Tschäpe’s paintings, works on paper and drawings are wonderfully vivid creations; colour and form spread across two-dimensional space, filling it with light, warmth and that microscopic flora which dampens bare earth. Tschäpe’s painting Dark Sea (2014), in particular, is incredibly attune with aqueous garden landscapes and through the paint’s permitted drip and fluidity evokes the natural process of blossoming, flourishing and decay. Similarly organic, yet on a more minute scale, Tschäpe’s works on paper brandish a distinct microscopic quality; Hydromedusa (2014) seems to be composed of biomorphic patches of dark green and blue colour, whilst Spiny Muricea (2014) appears as an abstract composition of linear yellow details amidst a sea of lightly intertwined wisps of colour. Also on display will be a sketchbook, Polyporia (2014), in which a series of drawings have been loosely rendered, recalling nature’s delicacy, variety and evanescence.

Moving from two to three dimensions are Tschäpe’s cutouts and new sculptural works. The former, such as Ocean Study II (2014), are made of strips of paper that have been painted on one side in vivid colours and hang from the gallery wall in an ad hoc manner that resembles, in their random arrangement, the loosely tangled sinuous lines of plant life. Also on display for the first time will be a set of sculptures made of paper, which neatly folded, resemble prisms – gems from her paintings that have been brought to life. Placed amidst the gallery, they complement the wall hung works yet also operate as interventions of the gallery space, themselves acting as elements that have been inserted in the visional landscape. To this effect, they recall and complement the film work on display, Ballgame (2012), which captures a large clear ball that travels buoyantly amidst a beach and waterscape. An aggrandised vision of an underwater bubble, the motioning element references the natural yet appears surrealist when it interacts with and is inserted in the natural scenery.
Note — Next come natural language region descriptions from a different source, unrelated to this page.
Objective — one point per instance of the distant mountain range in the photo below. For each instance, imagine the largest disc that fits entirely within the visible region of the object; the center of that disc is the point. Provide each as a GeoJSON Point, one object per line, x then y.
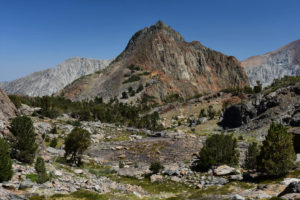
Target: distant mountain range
{"type": "Point", "coordinates": [50, 81]}
{"type": "Point", "coordinates": [159, 59]}
{"type": "Point", "coordinates": [265, 68]}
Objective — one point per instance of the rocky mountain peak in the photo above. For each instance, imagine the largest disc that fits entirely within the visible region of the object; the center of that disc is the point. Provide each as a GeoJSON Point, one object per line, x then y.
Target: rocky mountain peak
{"type": "Point", "coordinates": [158, 58]}
{"type": "Point", "coordinates": [284, 61]}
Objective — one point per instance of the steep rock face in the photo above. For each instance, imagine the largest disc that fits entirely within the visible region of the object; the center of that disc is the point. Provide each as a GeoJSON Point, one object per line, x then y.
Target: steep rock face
{"type": "Point", "coordinates": [169, 66]}
{"type": "Point", "coordinates": [7, 108]}
{"type": "Point", "coordinates": [282, 105]}
{"type": "Point", "coordinates": [50, 81]}
{"type": "Point", "coordinates": [277, 64]}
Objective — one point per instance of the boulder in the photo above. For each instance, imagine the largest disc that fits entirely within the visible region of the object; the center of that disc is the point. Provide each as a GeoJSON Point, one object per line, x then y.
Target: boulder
{"type": "Point", "coordinates": [8, 195]}
{"type": "Point", "coordinates": [224, 170]}
{"type": "Point", "coordinates": [293, 187]}
{"type": "Point", "coordinates": [58, 173]}
{"type": "Point", "coordinates": [26, 184]}
{"type": "Point", "coordinates": [156, 178]}
{"type": "Point", "coordinates": [237, 197]}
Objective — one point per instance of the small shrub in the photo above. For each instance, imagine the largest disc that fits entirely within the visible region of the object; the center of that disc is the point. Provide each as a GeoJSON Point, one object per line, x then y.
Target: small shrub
{"type": "Point", "coordinates": [277, 155]}
{"type": "Point", "coordinates": [42, 175]}
{"type": "Point", "coordinates": [211, 112]}
{"type": "Point", "coordinates": [53, 143]}
{"type": "Point", "coordinates": [76, 143]}
{"type": "Point", "coordinates": [251, 156]}
{"type": "Point", "coordinates": [156, 167]}
{"type": "Point", "coordinates": [218, 149]}
{"type": "Point", "coordinates": [5, 162]}
{"type": "Point", "coordinates": [24, 146]}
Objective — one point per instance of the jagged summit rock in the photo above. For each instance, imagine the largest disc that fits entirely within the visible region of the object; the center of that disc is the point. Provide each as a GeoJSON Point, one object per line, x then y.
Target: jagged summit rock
{"type": "Point", "coordinates": [50, 81]}
{"type": "Point", "coordinates": [165, 64]}
{"type": "Point", "coordinates": [277, 64]}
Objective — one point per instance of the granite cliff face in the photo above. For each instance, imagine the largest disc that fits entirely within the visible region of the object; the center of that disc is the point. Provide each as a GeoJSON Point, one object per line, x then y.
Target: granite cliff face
{"type": "Point", "coordinates": [50, 81]}
{"type": "Point", "coordinates": [7, 108]}
{"type": "Point", "coordinates": [158, 58]}
{"type": "Point", "coordinates": [277, 64]}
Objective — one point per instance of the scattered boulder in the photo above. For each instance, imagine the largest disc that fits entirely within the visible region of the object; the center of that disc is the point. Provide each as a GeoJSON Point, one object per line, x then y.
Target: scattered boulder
{"type": "Point", "coordinates": [156, 178]}
{"type": "Point", "coordinates": [224, 170]}
{"type": "Point", "coordinates": [237, 197]}
{"type": "Point", "coordinates": [293, 187]}
{"type": "Point", "coordinates": [26, 184]}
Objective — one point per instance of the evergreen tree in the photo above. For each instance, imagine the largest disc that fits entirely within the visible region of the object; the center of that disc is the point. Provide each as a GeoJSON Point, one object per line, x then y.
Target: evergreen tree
{"type": "Point", "coordinates": [24, 146]}
{"type": "Point", "coordinates": [5, 162]}
{"type": "Point", "coordinates": [41, 170]}
{"type": "Point", "coordinates": [251, 156]}
{"type": "Point", "coordinates": [218, 149]}
{"type": "Point", "coordinates": [277, 155]}
{"type": "Point", "coordinates": [76, 143]}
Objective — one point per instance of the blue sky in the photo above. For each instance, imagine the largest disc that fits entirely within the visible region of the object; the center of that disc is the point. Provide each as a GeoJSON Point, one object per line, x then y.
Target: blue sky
{"type": "Point", "coordinates": [39, 34]}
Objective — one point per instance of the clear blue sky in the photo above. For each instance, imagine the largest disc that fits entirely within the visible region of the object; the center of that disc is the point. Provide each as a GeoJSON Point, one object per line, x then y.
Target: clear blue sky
{"type": "Point", "coordinates": [39, 34]}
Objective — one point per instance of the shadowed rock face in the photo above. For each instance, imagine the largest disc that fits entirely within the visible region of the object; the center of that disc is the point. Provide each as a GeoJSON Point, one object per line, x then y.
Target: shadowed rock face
{"type": "Point", "coordinates": [265, 68]}
{"type": "Point", "coordinates": [173, 65]}
{"type": "Point", "coordinates": [50, 81]}
{"type": "Point", "coordinates": [7, 108]}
Overall, ‘Contemplating Landscape’ presents a series of works that are replete with sensory enticement and share with viewers a secretive world filled with burgeoning flora and fauna. Upon the occasion of this landmark exhibition, a monograph will also be made available, which presents Tschäpe’s most recent work as well as her previous and evolving practice. The publication will feature four accompanying essays in English and Traditional Chinese with contributions made by four leading curators and writers from around the world: Dr. Annette Bhagwati (Project Director of the Anthropocene Project, Haus de Kulturen der Welt, Berlin, Germany), Melanie Pocock (Independent Curator, Singapore), Dr. David Gruber (Writer & Professor of Biology, CUNY, New York) and Ricardo Sardenberg (Curator, Rio de Janeiro). The exhibition and monograph collectively set to explore the variety of Tschäpe’s practice and capture the pluralistic fervour that runs through her creations.

Janaina Tschäpe, is a highly celebrated international artist who has held exhibitions of her work across different mediums in prestigious institutions around the world including IMMA, Dublin, Rubin Museum, New York, Museu de Arte Moderna, Rio de Janeiro and Jeu de Paume, Paris. Widely recognised for her exquisite interaction with nature and the landscape, Tschäpe’s work is held in multiple distinguished public collections such as the Centre Pompidou, Paris, National Gallery of Art, Washington, Solomon R. Guggenheim Museum, New York, Thyssen-Bornemisza Art Contemporary, Vienna, Austria and the Inhotim Centro de Arte Contemporânea, Minas Gerais, Brasil, amongst others.